Raccourcis:

Aller directement au contenu (Alt 1) Aller directement à la navigation principale (Alt 2)

Berlinale Blogueu.ses.rs 2023
Un été terriblement beau

« Ciel rouge » (Afire) 2023. Réalisateur : Christian Petzold. En scène : Thomas Schubert, Paula Beer, Langston Uibel, Enno Trebs
« Ciel rouge » (Afire), 2023. Réalisation : Christian Petzold | Photo (Détail): © Christian Schulz / Schramm Film

Le film de compétition « Roter Himmel » (Afire) de Christian Petzold oscille de façon onirique entre utopie et dystopie.

 

De Philipp Bühler

Les conférences de presse avec Christian Petzold sont un plaisir. On ne peut en dire autant de ses films que de manière limitée, ils ont longtemps été considérés comme encombrants. Mais rares sont ceux qui parlent avec autant d'enthousiasme de leur propre œuvre, mais aussi du cinéma en lui-même. Le Songe d'une nuit d'été de Shakespeare a été une source d'inspiration pour son nouveau film, explique-t-il après la projection de Roter Himmel (Afire), mais aussi le genre français du « film d'été ». Lorsqu'il utilise ce genre de termes, il donne toujours l'impression qu'il vient de les inventer. L'idée de ce film, qui fait partie des cinq films germanophones en compétition à la Berlinale, lui est venue pendant la pandémie. Il s'agirait de vacances en situation d'urgence, de jeunes gens dans un été qui ressemble à leur dernier, et qui se déroule dans une atmosphère onirique. Ou, comme le dit Petzold, « à moitié endormi ».


L’Angoisse de la page blanche

Les amis Félix et Léon passent l’été dans une maison de vacances au bord de la mer Baltique, où ils sont bientôt rejoints par Nadja et son amoureux Devid, un maître-nageur. Au début, Nadja et Devid sont des invités invisibles et indésirables, surtout pour Léon, car ils le distraient de son travail d'auteur. Apparemment, personne ne se soucie des feux de forêt qui s'approchent dangereusement d'eux - on nous montre même un cochon de sanglier en feu. Felix et Devid se rapprochent de façon inattendue, tandis que Leon s'éprend de Nadja - tout à fait contre son gré. Pourtant, Petzold, un romantique de « l'école de Berlin », observe ces activités amoureuses avec un détachement amusé. L'accent est mis sur le processus créatif masochiste de l'écrivain grincheux - il se retire dans sa coquille et ne va jamais nager alors que tous les autres profite de la vie. C'est par fois inhabituellement drôle. Jusqu'à ce que la réalité prenne le dessus et que sa belle histoire ne soit plus qu'un terrible souvenir.

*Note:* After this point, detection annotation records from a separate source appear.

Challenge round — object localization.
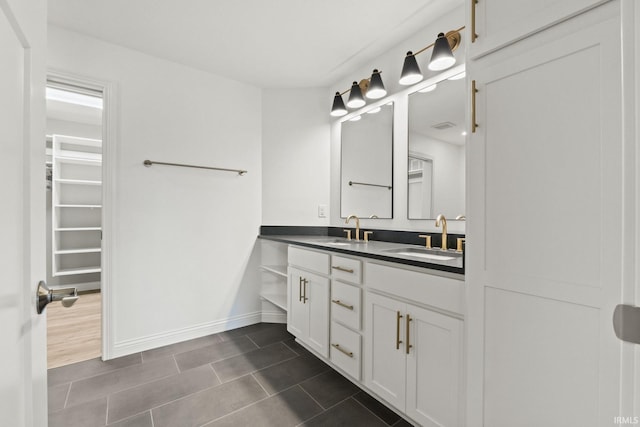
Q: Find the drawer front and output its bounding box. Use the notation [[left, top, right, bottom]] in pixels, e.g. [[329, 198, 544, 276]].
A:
[[330, 322, 362, 380], [366, 262, 465, 315], [331, 255, 362, 284], [331, 280, 362, 330], [289, 246, 329, 274]]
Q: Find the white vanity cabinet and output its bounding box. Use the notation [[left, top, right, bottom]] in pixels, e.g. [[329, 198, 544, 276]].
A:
[[365, 263, 464, 426], [465, 0, 638, 427], [329, 255, 362, 381], [287, 246, 330, 357]]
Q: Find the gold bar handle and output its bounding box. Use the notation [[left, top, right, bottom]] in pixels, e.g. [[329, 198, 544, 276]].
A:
[[471, 80, 478, 133], [331, 344, 353, 358], [471, 0, 478, 43], [331, 299, 353, 310], [405, 314, 413, 354], [396, 311, 402, 350], [302, 279, 309, 304]]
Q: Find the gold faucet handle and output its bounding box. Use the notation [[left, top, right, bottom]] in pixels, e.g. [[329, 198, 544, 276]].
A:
[[418, 234, 431, 249]]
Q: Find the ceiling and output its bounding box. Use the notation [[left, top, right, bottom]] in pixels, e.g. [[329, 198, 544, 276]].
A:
[[49, 0, 462, 88]]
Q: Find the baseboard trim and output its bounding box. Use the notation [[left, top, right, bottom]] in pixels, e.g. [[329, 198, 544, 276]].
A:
[[262, 311, 287, 323], [110, 311, 262, 360]]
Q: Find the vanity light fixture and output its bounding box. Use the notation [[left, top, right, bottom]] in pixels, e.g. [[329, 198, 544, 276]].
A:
[[330, 69, 387, 117], [366, 69, 387, 99], [331, 92, 348, 117], [418, 83, 438, 93], [347, 82, 367, 108], [399, 26, 464, 86], [447, 71, 467, 80]]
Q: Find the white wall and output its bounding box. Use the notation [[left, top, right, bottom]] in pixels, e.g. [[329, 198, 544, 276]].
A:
[[410, 132, 465, 219], [262, 88, 330, 226], [48, 27, 262, 356], [324, 6, 468, 233]]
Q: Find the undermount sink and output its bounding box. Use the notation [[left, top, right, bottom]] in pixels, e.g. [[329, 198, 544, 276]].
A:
[[322, 239, 366, 246], [384, 248, 460, 261]]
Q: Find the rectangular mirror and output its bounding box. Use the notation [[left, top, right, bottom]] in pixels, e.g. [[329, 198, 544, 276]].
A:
[[340, 103, 393, 218], [407, 70, 466, 219]]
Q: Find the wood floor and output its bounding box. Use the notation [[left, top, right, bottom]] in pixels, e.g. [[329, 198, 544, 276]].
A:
[[46, 293, 102, 368]]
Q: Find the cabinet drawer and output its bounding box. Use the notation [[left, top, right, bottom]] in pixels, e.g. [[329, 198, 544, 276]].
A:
[[366, 263, 464, 314], [331, 255, 362, 284], [330, 322, 362, 380], [289, 246, 329, 274], [331, 280, 362, 330]]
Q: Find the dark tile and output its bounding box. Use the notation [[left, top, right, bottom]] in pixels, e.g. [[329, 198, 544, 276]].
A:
[[107, 365, 220, 423], [67, 357, 178, 406], [218, 323, 286, 341], [47, 353, 142, 387], [142, 334, 222, 362], [254, 356, 330, 394], [47, 383, 71, 412], [109, 411, 153, 427], [247, 325, 293, 347], [213, 343, 297, 382], [300, 369, 360, 409], [175, 337, 257, 371], [303, 398, 387, 427], [49, 397, 107, 427], [207, 386, 322, 427], [393, 418, 413, 427], [353, 391, 400, 425], [283, 338, 312, 356], [151, 375, 267, 427]]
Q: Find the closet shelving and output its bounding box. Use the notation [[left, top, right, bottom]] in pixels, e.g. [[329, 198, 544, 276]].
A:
[[51, 135, 102, 277], [260, 240, 287, 312]]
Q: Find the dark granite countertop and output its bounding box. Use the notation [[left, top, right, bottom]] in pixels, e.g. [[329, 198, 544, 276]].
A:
[[259, 234, 464, 280]]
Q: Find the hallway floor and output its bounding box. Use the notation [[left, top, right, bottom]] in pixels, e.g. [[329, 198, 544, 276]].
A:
[[45, 292, 102, 369], [49, 323, 410, 427]]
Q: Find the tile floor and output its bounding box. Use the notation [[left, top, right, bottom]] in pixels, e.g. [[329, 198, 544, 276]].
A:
[[49, 323, 410, 427]]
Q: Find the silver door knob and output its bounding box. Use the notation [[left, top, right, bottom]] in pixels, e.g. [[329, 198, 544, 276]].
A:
[[36, 280, 79, 314]]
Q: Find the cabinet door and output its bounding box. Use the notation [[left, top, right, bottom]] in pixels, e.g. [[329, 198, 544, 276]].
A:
[[302, 273, 329, 357], [465, 2, 637, 427], [287, 267, 309, 340], [466, 0, 605, 59], [365, 292, 406, 411], [405, 305, 462, 427]]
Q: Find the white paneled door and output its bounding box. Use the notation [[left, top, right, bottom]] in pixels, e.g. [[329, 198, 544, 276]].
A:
[[0, 0, 47, 427], [467, 2, 640, 427]]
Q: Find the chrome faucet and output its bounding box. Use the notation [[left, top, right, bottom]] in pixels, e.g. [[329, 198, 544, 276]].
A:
[[344, 215, 360, 240], [436, 214, 447, 251]]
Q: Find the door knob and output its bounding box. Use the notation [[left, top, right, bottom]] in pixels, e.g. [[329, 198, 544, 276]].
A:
[[36, 280, 79, 314], [613, 304, 640, 344]]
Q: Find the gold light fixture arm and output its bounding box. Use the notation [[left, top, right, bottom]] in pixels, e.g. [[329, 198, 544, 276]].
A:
[[413, 25, 465, 56]]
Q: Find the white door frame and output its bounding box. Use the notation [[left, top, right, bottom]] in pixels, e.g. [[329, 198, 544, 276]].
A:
[[47, 69, 117, 360]]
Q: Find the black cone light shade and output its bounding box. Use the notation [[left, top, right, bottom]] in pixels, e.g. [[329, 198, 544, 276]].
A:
[[399, 51, 422, 86], [347, 82, 366, 108], [429, 33, 456, 71], [331, 92, 347, 117], [366, 70, 387, 99]]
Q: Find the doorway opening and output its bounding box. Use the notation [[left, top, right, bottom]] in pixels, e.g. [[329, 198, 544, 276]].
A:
[[45, 78, 104, 368]]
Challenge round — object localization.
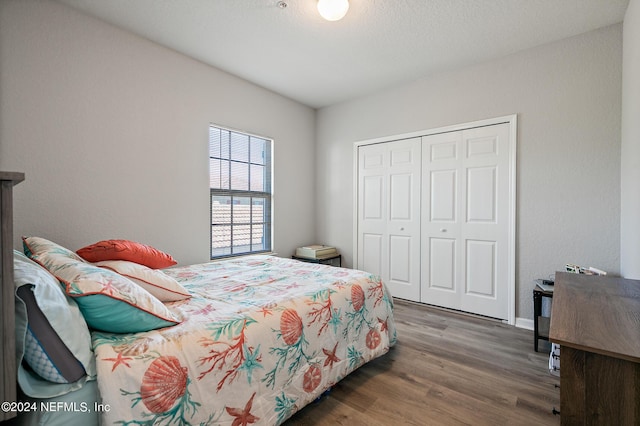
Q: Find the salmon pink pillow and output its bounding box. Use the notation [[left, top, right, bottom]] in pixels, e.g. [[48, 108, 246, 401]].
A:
[[76, 240, 178, 269]]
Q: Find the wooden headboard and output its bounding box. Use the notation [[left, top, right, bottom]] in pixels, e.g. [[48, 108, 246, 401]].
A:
[[0, 172, 24, 420]]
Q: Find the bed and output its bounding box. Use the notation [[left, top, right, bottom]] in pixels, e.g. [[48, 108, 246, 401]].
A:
[[8, 237, 396, 425]]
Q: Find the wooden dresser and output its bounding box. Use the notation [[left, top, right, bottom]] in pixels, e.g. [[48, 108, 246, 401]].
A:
[[549, 272, 640, 425]]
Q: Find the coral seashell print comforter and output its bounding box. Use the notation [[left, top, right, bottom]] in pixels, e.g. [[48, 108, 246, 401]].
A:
[[93, 256, 396, 425]]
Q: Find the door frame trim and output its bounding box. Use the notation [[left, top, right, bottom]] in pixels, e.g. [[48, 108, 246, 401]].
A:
[[352, 114, 518, 325]]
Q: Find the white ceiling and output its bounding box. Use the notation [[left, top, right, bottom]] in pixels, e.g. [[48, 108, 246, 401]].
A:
[[57, 0, 629, 108]]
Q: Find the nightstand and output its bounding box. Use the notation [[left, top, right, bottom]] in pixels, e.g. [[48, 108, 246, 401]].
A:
[[533, 283, 553, 352], [291, 253, 342, 267]]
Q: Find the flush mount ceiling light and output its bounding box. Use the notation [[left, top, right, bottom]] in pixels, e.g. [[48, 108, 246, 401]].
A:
[[318, 0, 349, 21]]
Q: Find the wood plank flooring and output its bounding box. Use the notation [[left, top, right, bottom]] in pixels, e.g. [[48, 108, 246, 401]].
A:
[[285, 300, 560, 426]]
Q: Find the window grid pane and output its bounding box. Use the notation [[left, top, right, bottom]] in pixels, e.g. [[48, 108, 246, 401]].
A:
[[209, 126, 271, 259]]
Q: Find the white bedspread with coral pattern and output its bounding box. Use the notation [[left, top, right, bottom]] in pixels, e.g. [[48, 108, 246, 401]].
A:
[[92, 256, 396, 425]]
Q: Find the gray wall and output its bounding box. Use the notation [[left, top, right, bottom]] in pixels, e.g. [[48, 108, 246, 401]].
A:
[[0, 0, 315, 264], [620, 0, 640, 279], [316, 24, 622, 320]]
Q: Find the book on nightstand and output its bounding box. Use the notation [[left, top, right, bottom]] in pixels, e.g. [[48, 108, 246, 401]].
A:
[[296, 244, 338, 259]]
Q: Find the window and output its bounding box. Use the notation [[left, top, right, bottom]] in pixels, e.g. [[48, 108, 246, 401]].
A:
[[209, 126, 272, 259]]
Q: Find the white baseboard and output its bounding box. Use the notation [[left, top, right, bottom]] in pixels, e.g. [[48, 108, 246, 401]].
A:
[[516, 318, 533, 330]]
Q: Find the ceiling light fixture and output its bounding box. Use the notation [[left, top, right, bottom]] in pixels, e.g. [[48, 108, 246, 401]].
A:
[[318, 0, 349, 21]]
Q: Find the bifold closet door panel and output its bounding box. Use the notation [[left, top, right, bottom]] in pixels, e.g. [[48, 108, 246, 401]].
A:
[[357, 138, 421, 301], [421, 124, 510, 319]]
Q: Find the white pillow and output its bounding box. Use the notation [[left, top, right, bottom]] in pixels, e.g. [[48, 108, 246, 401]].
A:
[[94, 260, 191, 302]]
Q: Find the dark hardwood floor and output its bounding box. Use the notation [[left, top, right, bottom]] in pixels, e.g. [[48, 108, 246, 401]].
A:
[[285, 301, 560, 426]]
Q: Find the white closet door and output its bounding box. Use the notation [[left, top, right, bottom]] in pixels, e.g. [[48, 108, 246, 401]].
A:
[[358, 138, 421, 301], [421, 124, 510, 319]]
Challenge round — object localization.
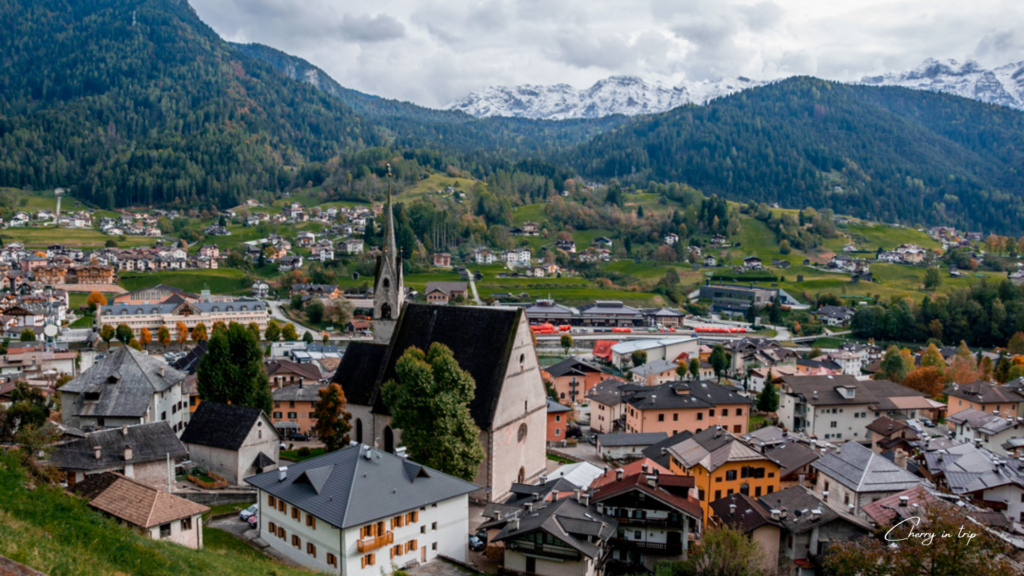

Une catastrophe naturelle comme avertissement

Lors de la conférence de presse du Roter Himmel, Petzold explique avec humour à quel point il se reconnaît dans Leon, un rêveur coincé entre l'hybris et le doute. La peur du deuxième roman, du deuxième film après le premier succès, est quelque chose qu'il a lui-même enduré. On pourrait l'écouter pendant des heures parler encore des influences littéraires dont il nourrit ses films, en l'occurrence le poème de Heine, Der Asra, récité pas moins de deux fois par Paula Beer lors de la conférence de presse. On peut aussi reconnaître quelques éléments de ses films précédents : la logique onirique de son peut-être meilleur film Yella (2007) et l'amour des femmes à vélo de Barbara (2012). Il serait également raisonnable de dire que c'est son film le plus autoréférentiel et donc le plus personnel à ce jour, après l'allégorie de l'Holocauste Phoenix (2014) et le drame de l'évasion Transit (2018). Mais c'est aussi le film dans lequel il entremêle plus systématiquement que jamais l'utopie et la dystopie. Bien sûr, le changement climatique est à l'origine de tout. Si nous ne faisons rien, cet été brûlant ne s'arrêtera jamais.